I use Obsidian with the Git community plugin to sync that repository locally. So I can voice note an idea from the car, and by the time I sit down it's already structured and waiting for me in Obsidian on my desktop or phone. Ready to edit, expand, or publish.
But the really interesting bit is reactive content. Because OpenClaw can search the web and run on a schedule, it monitors industry news automatically. When something significant happens in hotel technology, like Hilton investing in a new AI solution, it flags it and asks me for my opinion.
This solves the hardest problem in content creation. Not "how do I write well" but "what do I write about?" Having a system that brings relevant topics to you and prompts you to react is fundamentally different from staring at a blank page. And reactionary content, having a genuine opinion on what's happening in your industry, is some of the most valuable content you can create.
The Long Game
My thinking is that if I journal my thoughts and ideas consistently over a long period, I'm building something much more valuable than a collection of notes. I'm building a personalised knowledge graph that AI can learn from and work with.
The only real value is my thoughts. AI can handle the execution. But AI can only support and derive from what I give it. The more I record my thinking, the better AI becomes at recalling, connecting, and acting on my behalf. It starts to anticipate. It knows my preferences, my reasoning patterns, my communication style. It stops being a tool and starts being an extension of how I work.
Three Pillars, Three Repos
In a nutshell, I now have three version-controlled pillars:
The development pipeline. A monorepo containing all applications, documentation, and deployment configuration. Full-stack apps, static demos, APIs. Claude Code builds them, Caddy serves them, PM2 keeps them running.

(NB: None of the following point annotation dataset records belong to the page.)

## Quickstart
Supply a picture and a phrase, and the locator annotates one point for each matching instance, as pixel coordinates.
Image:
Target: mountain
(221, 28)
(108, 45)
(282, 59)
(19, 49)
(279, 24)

The content system. An ideas repository synced to Obsidian. Voice notes become structured thoughts. Structured thoughts become draft articles. Draft articles get polished and published. Reactive news monitoring keeps the pipeline fed.
The agent's identity. A workspace repository containing the personality, memory, tools, and workflow definitions for Jeeves (my OpenClaw instance). Every interaction refines how it behaves. Every correction shapes its approach. And because it's all version controlled, this entire agent identity is portable. If I ever need to set up another AI assistant, I have a fully documented, battle-tested specification for what I expect from an agent.
The most important thing in all of this is that everything originates from me. Every idea, every opinion, every direction. I'm just using AI as a facilitation platform. It captures, structures, executes, and deploys. But the thinking is mine.
That's not a small distinction. In a world that's increasingly anxious about AI replacing human work, this is a model where AI amplifies human thinking rather than substituting for it. The human provides the irreplaceable part, the ideas, the taste, the judgement, and the AI handles everything else.
It started as a pipe dream about capturing thoughts in the car. It became a complete system for turning ideas into reality without ever opening a code editor. And it's still getting better every day, because the system that builds things is the same system that learns from building them.
That's the joy of it, really. It never stops improving. And neither do I.